E allora se il Paese è pronto, le forze politiche non possono essere indifferenti. Ci vuole, appunto, coraggio e onestà. Il giorno prima della conferenza stampa di Berlusconi e Alfano, Massimo D’Alema, in un’intervista all’Espresso ha affermato: «Se venisse proposto il modello francese, il semipresidenzialismo, l’elezione diretta del presidente della Repubblica, non avrei nulla in contrario. Alla Bicamerale era l’ipotesi di riforma costituzionale su cui stavamo lavorando». Bene. Ma allora perché quando Berlusconi e Alfano hanno ufficializzato la proposta il segretario del Pd ha affermato che non ci sono le condizioni? Insomma, e siamo al solito riflesso antiberlusconiano, un’idea giusta diventa sbagliata se a proporla è Berlusconi. E così l’interesse generale viene piegato al tatticismo di partito. Di fronte a un tale atteggiamento è inaccettabile l’accusa che ci viene rivolta di voler difendere l’esistente. Così come è assolutamente poco convincente la tesi, sostenuta dal presidente della Camera, che non ci sarebbero i tempi tecnici per varare insieme la riforma elettorale e quella costituzionale.

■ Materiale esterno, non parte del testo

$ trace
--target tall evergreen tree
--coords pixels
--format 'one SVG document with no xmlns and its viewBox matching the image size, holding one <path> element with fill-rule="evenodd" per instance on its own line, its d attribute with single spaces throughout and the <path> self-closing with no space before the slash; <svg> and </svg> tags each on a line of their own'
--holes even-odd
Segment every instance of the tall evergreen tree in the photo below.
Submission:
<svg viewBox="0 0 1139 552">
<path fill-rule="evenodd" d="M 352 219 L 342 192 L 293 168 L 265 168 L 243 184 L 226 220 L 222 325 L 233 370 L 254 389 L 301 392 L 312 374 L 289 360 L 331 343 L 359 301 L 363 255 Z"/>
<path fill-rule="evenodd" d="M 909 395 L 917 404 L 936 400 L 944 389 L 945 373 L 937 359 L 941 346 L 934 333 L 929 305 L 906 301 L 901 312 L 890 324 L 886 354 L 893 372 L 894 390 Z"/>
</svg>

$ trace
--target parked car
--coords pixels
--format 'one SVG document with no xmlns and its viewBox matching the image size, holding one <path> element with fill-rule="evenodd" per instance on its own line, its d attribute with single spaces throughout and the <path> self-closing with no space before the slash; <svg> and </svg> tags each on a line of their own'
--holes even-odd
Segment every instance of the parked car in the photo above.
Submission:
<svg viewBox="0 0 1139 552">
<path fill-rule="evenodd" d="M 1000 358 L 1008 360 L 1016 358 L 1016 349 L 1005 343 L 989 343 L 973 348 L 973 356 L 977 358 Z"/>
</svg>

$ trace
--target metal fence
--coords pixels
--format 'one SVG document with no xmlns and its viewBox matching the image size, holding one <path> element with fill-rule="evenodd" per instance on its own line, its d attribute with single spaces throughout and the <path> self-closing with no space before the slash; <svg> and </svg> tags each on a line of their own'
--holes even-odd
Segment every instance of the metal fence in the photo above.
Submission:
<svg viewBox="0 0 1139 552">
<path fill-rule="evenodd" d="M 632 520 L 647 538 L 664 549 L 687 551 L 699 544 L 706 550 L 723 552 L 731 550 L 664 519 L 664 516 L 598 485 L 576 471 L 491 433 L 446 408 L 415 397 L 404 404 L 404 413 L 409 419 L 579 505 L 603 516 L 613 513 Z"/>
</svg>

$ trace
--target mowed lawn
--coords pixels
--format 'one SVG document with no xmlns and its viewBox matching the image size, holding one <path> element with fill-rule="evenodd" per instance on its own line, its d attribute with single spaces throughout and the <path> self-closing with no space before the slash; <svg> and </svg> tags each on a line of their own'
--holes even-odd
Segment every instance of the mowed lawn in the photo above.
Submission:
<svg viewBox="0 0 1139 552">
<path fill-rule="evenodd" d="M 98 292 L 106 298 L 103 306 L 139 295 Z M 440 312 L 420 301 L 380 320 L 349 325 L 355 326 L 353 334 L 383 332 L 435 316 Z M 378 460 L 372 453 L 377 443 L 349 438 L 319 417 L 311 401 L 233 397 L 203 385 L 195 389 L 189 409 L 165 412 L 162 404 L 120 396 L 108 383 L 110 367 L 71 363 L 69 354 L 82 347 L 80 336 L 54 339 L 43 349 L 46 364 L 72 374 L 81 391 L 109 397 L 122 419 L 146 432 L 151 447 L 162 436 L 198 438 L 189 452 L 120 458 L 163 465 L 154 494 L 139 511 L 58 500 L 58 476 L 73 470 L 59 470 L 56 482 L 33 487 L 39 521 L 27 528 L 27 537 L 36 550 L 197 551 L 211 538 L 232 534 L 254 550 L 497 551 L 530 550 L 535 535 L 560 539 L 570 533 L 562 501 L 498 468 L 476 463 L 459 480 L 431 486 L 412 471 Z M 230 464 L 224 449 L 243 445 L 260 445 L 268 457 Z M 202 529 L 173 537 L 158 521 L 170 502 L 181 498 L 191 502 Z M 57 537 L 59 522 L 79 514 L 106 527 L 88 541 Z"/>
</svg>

Il presidente Schifani ha già chiarito come il problema sia la volontà, e non il tempo.

Se siamo riusciti a modificare velocemente – era una riforma costituzionale – l’articolo 81, introducendo la regola aurea e indigesta del pareggio di bilancio, non possiamo fingere di non avere il tempo per un doppio passaggio Camera-Senato a distanza di tre mesi l’uno dell’altro, senza con ciò soffocare il dibattito parlamentare. Se necessario, lavorando anche ad agosto. In tempo di crisi, sarebbe un bel segnale verso il Paese.